En los últimos días, episodios vinculados a la violencia ocuparon el centro de la escena mediática y política. 

El ataque que recibió el ex gobernador Ángel Rozas por parte de sectores vinculados al justicialismo chaqueño, la balacera a militantes radicales en Paraná, el tiroteo en el frente de la casa del gobernador de Santa Fe, Antonio Bonfatti y a un oportunamente publicado video que da fe del patoterismo de un Cabandié ofendido porque una agente de tránsito quiso multarlo. 

Las experiencias no son suficientes para hacer ningún tipo de análisis trágico; pero exigen una reflexión respecto del modo de hacer y decir en política durante la era kirchnerista.

No hace mucho tiempo atrás en nuestra historia, dijimos haber cerrado para siempre la etapa de los matonismos.

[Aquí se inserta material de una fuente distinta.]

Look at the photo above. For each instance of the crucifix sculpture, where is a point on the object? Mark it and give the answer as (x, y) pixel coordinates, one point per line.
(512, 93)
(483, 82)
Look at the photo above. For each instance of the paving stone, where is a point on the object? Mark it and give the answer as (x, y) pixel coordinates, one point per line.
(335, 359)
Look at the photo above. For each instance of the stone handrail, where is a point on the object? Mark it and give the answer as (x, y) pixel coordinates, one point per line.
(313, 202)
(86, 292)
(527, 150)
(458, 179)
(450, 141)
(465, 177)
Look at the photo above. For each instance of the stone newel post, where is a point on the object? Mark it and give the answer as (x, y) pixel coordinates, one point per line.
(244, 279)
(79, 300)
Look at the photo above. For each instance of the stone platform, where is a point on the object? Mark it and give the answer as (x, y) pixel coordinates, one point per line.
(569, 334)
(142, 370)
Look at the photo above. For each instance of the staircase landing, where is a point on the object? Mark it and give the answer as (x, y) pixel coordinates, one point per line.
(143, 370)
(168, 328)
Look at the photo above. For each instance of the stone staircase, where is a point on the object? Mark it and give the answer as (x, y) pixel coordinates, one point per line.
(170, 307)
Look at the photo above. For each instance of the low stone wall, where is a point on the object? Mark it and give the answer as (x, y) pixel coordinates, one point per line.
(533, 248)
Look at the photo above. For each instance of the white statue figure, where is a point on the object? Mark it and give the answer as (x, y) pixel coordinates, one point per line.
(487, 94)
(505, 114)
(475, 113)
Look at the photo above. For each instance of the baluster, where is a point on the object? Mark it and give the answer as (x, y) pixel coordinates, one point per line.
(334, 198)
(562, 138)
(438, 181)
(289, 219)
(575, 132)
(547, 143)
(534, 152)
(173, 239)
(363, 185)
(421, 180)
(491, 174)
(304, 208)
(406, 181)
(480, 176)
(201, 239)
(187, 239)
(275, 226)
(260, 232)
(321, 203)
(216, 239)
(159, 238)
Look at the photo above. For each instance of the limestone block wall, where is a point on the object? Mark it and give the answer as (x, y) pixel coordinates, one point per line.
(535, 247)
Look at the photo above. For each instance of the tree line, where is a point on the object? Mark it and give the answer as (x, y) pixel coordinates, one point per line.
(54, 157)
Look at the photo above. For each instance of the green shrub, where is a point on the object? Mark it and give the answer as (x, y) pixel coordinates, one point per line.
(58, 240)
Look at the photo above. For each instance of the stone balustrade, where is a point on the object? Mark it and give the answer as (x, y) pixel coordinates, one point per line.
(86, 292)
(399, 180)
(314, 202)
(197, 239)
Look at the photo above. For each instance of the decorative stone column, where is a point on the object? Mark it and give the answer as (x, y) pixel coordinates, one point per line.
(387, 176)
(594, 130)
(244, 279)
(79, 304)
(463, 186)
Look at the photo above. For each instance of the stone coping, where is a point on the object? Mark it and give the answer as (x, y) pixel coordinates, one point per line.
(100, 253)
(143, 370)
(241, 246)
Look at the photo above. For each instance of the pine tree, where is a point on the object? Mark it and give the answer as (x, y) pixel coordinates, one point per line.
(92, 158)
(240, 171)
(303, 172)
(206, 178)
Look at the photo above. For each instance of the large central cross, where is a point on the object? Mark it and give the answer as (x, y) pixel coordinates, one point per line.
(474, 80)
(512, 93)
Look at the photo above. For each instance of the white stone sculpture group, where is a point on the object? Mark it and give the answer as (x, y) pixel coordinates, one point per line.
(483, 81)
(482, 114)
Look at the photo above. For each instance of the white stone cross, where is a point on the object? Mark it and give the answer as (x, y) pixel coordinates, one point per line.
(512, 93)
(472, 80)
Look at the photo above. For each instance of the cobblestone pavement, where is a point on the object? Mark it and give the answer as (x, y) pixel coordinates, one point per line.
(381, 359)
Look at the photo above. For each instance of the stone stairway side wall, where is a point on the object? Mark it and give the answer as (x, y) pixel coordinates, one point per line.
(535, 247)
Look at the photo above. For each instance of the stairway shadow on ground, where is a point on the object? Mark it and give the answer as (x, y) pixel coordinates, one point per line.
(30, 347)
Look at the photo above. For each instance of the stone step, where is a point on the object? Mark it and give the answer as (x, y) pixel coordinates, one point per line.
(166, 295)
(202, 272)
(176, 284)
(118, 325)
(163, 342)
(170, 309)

Costó una generación diezmada entender que la pluralidad, la diferencia, no estorban sino que complementan. Un baño de sangre parece haber sido la trágica exigencia de la historia nacional para que la mayoría de la sociedad argentina comprendiese que defender el cambio por la vía pacífica y democrática no era ser un “esbirro de la burguesía cipaya” (Frase bastante común en los setenta para el que creía más en las urnas que en las metralletas) sino un militante que, aun advirtiendo las mismas injusticias, no estaba dispuesto a renunciar a la dignidad humana y a la convivencia tolerante como ejes centrales de cualquier construcción ideológica.

Así las cosas, a más de uno le resultará innecesaria –por obvia- la reiteración de esos valores como pilares de una sociedad democrática. El problema aparece cuando desde el discurso oficial, desde los mismos estrados gubernamentales, no se exige comprensión sino reivindicación del actuar de quienes ponderaron o ponderan la fuerza como partera de un nuevo sistema social que se les presenta más justo. Ahí están los militantes fogoneados por la retórica oficial utilizando la jerga de los 70, cantando sus canciones y utilizando sus símbolos. 

Ahí están, al tiempo que en el resto del Cono Sur, ex líderes involucrados con procesos políticos similares como “Pepe” Mujica o Dilma Rousseff, con humildad, releen sus actuaciones en clave crítica y piden disculpas por lo que les toca. Ahí están esos militantes que escuchan a sus referentes decir que la oposición es la derecha asesina de la dictadura, que quiere el golpe, la vuelta al Estado genocida, etc. ¿Cómo no advertir que la violencia aparece, de nuevo, como un ingrediente necesario de determinados discursos? Las consecuencias están a la vista: Una sucesión de hechos que, digámoslo, se presentan aisladamente pero no sin cierta lógica detrás.

Deben los conductores de este modelo (de cualquier modelo) asumir una postura clara, sin ambigüedades ni medias tintas, que condene de plano la violencia como método, dejando en claro que la cultura del patrón de estancia y del guapo las fuimos dejando atrás conforme madurábamos como colectivo.

No puede la sociedad argentina darse el lujo de equivocarse de nuevo: La violencia es camino hacia ningún lugar, la violencia no conduce y –por lo tanto- la violencia no es política. Es delincuencia.